Scoliosis screening by estimation of spinal column alignment from moire topographic images of the back
In this study, we propose a method to calculate the Cobb angle and VR angle necessary for fully automatic scoliosis screening, using input of moire topographic images of the back of subjects without X-ray exposure. Using a moire images and X-ray images, we propose a method of estimating spinal column alignment coordinates with high precision and a method to automatically calculate Cobb angle and VR angle from spinal column alignment information from just a moire image by CNN learning with feature point coordinates of a spinal column extracted from an X-ray image by a physician as teacher data. We demonstrated the effectiveness of the proposed method on an independently constructed dataset. Currently, we are investigating a method to estimate 3D spinal column alignment from 3D scan data of the back.

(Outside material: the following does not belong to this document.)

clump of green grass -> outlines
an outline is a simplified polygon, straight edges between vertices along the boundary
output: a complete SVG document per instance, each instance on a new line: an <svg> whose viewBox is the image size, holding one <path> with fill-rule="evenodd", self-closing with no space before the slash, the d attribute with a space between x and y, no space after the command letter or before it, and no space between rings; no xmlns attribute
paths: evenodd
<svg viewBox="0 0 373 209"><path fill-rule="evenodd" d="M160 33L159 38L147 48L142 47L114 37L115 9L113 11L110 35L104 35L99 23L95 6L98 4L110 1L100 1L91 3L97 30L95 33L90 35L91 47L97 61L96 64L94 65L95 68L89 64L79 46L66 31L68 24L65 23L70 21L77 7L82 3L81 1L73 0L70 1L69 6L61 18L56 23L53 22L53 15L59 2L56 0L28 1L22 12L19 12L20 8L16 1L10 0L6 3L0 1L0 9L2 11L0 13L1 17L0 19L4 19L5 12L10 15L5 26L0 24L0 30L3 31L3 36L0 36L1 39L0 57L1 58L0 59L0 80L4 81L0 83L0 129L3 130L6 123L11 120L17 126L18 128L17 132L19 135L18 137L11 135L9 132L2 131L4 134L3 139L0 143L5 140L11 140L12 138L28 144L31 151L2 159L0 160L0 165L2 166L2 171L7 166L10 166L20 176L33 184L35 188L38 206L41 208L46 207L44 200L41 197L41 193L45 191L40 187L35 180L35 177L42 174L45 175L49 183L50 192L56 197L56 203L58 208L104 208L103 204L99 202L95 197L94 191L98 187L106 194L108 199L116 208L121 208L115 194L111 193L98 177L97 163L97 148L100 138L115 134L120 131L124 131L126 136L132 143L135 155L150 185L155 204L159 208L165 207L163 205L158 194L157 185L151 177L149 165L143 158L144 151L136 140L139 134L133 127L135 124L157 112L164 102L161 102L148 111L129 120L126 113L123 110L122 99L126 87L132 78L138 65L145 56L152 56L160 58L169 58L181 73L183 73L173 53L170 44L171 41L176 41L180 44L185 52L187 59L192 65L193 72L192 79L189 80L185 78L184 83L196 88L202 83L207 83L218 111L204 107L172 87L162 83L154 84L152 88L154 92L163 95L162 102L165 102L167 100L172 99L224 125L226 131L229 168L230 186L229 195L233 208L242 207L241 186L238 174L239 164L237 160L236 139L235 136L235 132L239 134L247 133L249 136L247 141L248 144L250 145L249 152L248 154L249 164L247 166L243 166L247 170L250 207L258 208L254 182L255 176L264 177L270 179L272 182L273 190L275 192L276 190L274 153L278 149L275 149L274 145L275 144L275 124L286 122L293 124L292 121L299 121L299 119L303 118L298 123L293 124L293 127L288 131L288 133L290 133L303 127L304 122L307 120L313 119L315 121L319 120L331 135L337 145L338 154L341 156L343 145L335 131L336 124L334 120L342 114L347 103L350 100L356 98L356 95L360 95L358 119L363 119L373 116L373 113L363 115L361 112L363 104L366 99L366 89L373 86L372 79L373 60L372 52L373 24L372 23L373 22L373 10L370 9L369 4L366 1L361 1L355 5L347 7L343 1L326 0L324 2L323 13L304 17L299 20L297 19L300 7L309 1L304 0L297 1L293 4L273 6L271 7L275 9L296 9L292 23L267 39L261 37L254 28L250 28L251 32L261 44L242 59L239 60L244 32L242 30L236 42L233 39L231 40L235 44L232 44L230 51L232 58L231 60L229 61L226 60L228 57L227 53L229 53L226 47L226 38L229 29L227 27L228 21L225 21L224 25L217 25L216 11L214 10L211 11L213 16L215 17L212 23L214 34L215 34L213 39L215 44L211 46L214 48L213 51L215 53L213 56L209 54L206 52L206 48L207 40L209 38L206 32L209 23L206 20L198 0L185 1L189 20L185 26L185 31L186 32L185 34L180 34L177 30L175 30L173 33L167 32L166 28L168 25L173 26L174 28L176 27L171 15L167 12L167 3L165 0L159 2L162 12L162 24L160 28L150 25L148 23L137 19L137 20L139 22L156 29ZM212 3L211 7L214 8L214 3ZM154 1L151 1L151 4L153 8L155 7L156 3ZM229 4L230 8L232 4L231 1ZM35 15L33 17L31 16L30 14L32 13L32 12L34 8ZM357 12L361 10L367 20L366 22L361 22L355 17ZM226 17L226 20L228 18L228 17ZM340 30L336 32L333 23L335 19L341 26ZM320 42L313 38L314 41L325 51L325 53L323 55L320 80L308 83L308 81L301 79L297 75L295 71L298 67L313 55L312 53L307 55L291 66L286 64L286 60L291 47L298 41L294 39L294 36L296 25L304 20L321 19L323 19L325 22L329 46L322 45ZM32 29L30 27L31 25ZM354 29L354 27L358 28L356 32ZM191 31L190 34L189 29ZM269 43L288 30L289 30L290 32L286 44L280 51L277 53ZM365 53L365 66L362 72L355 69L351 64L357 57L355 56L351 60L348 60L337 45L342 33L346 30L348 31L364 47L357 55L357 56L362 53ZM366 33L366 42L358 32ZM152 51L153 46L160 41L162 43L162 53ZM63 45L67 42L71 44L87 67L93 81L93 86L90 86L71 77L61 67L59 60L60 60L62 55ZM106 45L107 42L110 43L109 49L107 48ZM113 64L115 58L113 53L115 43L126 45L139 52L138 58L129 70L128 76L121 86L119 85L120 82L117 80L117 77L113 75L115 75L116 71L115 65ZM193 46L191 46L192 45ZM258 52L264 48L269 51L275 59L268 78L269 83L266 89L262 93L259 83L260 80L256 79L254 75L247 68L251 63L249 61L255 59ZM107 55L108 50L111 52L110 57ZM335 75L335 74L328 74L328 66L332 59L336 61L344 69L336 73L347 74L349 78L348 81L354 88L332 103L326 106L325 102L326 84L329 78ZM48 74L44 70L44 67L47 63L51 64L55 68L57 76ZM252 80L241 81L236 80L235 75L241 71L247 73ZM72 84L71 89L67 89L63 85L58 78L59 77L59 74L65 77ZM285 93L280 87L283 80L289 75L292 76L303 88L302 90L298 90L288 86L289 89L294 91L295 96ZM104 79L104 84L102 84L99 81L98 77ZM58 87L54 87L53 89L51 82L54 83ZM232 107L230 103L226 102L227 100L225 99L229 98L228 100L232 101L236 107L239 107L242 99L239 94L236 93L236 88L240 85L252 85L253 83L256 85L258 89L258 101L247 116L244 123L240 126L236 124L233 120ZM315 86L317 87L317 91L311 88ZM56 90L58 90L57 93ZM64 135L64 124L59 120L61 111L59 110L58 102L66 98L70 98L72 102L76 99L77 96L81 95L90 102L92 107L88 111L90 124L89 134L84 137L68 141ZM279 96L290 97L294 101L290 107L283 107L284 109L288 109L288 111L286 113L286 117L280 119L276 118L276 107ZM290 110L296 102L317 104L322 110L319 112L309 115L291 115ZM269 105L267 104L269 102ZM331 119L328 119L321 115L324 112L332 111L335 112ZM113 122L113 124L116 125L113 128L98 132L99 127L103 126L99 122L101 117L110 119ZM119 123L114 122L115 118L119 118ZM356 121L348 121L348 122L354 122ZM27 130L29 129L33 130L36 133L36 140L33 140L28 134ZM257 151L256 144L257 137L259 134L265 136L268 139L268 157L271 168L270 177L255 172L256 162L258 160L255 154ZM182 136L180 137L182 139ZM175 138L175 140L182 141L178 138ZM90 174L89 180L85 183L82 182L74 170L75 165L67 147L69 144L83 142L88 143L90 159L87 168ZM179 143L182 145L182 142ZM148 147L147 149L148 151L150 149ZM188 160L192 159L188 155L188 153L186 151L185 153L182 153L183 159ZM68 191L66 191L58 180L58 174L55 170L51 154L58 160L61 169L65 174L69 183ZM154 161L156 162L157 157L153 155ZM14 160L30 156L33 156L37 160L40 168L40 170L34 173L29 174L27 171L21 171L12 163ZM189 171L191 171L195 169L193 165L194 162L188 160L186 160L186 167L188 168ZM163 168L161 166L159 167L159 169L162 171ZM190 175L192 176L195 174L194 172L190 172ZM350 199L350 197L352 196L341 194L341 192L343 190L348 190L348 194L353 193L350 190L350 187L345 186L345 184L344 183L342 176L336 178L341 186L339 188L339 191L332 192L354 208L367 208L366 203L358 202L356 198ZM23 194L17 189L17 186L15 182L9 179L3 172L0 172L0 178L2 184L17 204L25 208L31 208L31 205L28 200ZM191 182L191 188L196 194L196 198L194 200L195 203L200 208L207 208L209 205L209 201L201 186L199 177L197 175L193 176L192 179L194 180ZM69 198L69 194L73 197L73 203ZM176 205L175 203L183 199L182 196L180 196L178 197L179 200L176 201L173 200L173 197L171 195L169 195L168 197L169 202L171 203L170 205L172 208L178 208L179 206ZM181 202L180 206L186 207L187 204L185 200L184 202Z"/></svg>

Application of Change Detection via Convolutional Neural Networks in Remote Sensing
Analysis of remote sensing imagery plays an increasingly vital role in the environment and climate monitoring, especially in detecting and managing changes in the environment. Since obtaining satellite imagery or aerial imagery are getting more comfortable in recent years, changes in landscape due to disaster are highly in demand. In this paper, we propose automatic landscape change detection especially landslide and flood detection by implementing convolutional neural network (CNN) in extracting the feature more effectively. CNN is robust to shadow, able to obtain the characteristic of disaster adequately and most importantly able to overcome misdetection or misjudgment by operators, which will affect the effectiveness of disaster relief. The neural network consists of 2 phases: training phase and testing phase. We created our own training data patches of pre-disaster and post-disaster from Google Earth Aerial Imagery, which we are currently focusing on two countries: Japan and Thailand. Each disaster’s training data set consists of 50000 patches, and all patches are trained in CNN to extract region where the disaster occurred without delay. The results show the accuracy of our system in around 80%-90% of both disaster detections. Based on the promising results, the proposed method may assist in our understanding of the role of deep learning in disaster detection.